Ich bin eher verhalten optimistisch. Die Idee dieses "Gebäudetyps E" ist es, auf gewisse Normen und Standards zu verzichten, die das Bauen unnötig verteuert haben. Dazu muss man wissen, dass das nicht nur staatliche Vorschriften sind - etwa für die Energieeffizienz -, sondern großteils Standards, die Bauträger einhalten aus Sorge, vom Bauherrn verklagt zu werden. Denn der kann immer den "allgemein anerkannten Stand der Technik" verlangen. Dazu gehören jede Menge Normen bis hin zur Zahl der Steckdosen in bestimmten Räumen. Das zu durchforsten und zu lichten, ist sicher sinnvoll. Aber ich erinnere mich an mehrere Baukostenkommissionen in den vergangenen Jahrzehnten, denen es letztlich nie gelungen ist, das auch durchzusetzen. Am Ende findet sich für jede DIN ein Normenfetischist, der weiter darauf besteht. Hinter jeder dieser einzelnen Normen steht ja auch tatsächlich eine gute Idee, gegen die man gar nicht argumentieren kann. Nur zusammen wirken sie kostentreibend und kontraproduktiv.
Nehmen wir an, es sollte diesmal gelingen, die Kosten tatsächlich zu senken: Haben die Bauträger und Vermieter angesichts der großen Wohnungsknappheit in den Ballungsgebieten überhaupt ein Interesse, diesen Kostenvorteil weiterzugeben?
Im Prinzip gilt: Die Marktmiete ergibt sich nicht aus den Kosten, sondern aus Angebot und Nachfrage. Wenn die Nachfrage also sehr groß ist, gibt es für den Anbieter in der Regel keinen Anreiz, gesunkene Kosten als Preisnachlass weiterzugeben. Im Moment aber sind die Kosten für den Wohnungsbau so hoch, dass es kaum noch Nachfrage gibt. Bei den aktuellen Zinsen und Baupreisen müssten die Mieten rund 20 Euro pro Quadratmieter betragen, damit sich ein Neubau rechnet. Das kann sich aber kaum noch jemand leisten, also wird nicht gebaut. Wenn es nun gelänge, die Baukosten so weit zu senken, dass es sich wieder lohnt, Wohnungen für 15 oder 16 Euro pro Quadratmeter anzubieten, würde das sicher dazu führen, dass einige der Häuser, die schon genehmigt, aber nicht gebaut wurden, auch fertiggestellt werden. Hinter der Idee, die Baukosten zu senken, steckt natürlich, dass dann deutlich mehr gebaut und damit das Angebot erhöht werden soll. Was dann zu niedrigeren Preise und günstigeren Mieten führen soll.

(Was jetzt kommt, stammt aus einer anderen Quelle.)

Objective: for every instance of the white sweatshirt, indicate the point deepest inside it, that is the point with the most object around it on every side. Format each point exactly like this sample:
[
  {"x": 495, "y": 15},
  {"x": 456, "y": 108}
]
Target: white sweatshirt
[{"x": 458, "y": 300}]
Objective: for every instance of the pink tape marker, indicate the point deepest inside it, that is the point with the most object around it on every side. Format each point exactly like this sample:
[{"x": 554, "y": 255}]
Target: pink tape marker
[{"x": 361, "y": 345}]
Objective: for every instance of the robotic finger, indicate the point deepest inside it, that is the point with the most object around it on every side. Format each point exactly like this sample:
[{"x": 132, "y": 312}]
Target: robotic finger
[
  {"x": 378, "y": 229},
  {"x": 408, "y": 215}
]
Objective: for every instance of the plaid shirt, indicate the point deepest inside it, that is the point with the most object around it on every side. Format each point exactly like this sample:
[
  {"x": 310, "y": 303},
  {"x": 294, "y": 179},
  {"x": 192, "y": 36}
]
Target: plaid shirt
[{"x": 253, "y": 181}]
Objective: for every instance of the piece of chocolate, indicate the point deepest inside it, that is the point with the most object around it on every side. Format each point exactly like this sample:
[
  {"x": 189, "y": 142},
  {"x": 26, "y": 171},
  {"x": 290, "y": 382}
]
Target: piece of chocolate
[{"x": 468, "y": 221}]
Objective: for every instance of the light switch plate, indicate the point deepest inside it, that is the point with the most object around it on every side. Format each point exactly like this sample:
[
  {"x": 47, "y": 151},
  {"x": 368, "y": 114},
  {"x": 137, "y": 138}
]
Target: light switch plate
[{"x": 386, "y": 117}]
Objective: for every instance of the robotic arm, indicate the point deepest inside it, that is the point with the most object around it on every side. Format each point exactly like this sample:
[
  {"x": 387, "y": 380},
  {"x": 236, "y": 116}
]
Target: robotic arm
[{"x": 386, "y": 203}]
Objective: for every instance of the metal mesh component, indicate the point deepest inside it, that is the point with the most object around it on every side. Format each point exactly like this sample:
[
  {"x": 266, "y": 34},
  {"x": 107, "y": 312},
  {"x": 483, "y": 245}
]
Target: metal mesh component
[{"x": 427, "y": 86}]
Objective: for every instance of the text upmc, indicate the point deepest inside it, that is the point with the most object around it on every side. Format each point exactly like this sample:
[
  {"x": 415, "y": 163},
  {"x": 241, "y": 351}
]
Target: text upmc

Das wiederum funktioniert aber nur, wenn auch ausreichend Bauland zur Verfügung steht.
Ja, es gibt eben nicht die eine Patentlösung für den Wohnungsmarkt, sondern nur viele Puzzlestücke. Eines der schwierigsten davon ist aufgrund der komplexen Zuständigkeiten und teils widersprüchlichen Interessen, ausreichend Bauland an den richtigen Orten auszuweisen.